Nada impide que palabras hermosas puedan ocultar realidades espantosas. Eso es lo que sucede, por ejemplo, con el progresismo, nueva religión creada por quienes pretenden hacer del progreso su patrimonio privado y condenar a los demás a la categoría de enemigos del bien. Su enunciado se resume en que todo cambio social es bueno por el mero hecho de ser un cambio. No admite razonamiento en contra. Se trata de una superstición como otra cualquiera: es una creencia, es contraria a la razón, entraña una fe desmedida en sus postulados, es inatacable bajo pena de excomunión y legitima a sus fieles para descalificar a los críticos directamente con el insulto, sin necesidad de argumentos.
Uno de sus pilares es el aborto, magnífico avance hacia la era de las cavernas. Ya puestos, ¿por qué no recuperar la antropofagia? También sería un progreso. ¡El desperdicio de carne que nos ahorraríamos en estos tiempos de crisis! Y nada de aspavientos: ¿acaso comer carne humana es moralmente más reprobable, y sus efectos más graves, que matar a una criatura en el seno materno?
Los defensores del aborto esgrimen el derecho de la madre a decidir sobre su vida y su cuerpo.
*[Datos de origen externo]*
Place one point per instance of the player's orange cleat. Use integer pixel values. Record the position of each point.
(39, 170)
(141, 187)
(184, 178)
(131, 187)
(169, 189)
Sobre esto no cabe discusión: si alguien desea amputarse un miembro, o incluso poner fin a su vida, su acción sólo afectará a su propia integridad. Pero no incluya en ello al no nacido, pues no es una parte de su cuerpo, sino otro ser humano desde el instante de la concepción. Para comprenderlo no hace falta ser creyente: es un hecho biológico bien simple.
Y no funciona la insistencia en achacar la oposición al aborto a la iglesia y la ultraderecha. ¿En cuál de las dos metemos a Julián Marías, que consideró “la aceptación social del aborto” como “lo más grave que ha acontecido en este siglo”?
Lo llaman derecho y lo presentan con el odioso eufemismo de la interrupción voluntaria del embarazo. Pero no es otra cosa que un crimen alevoso y abominable.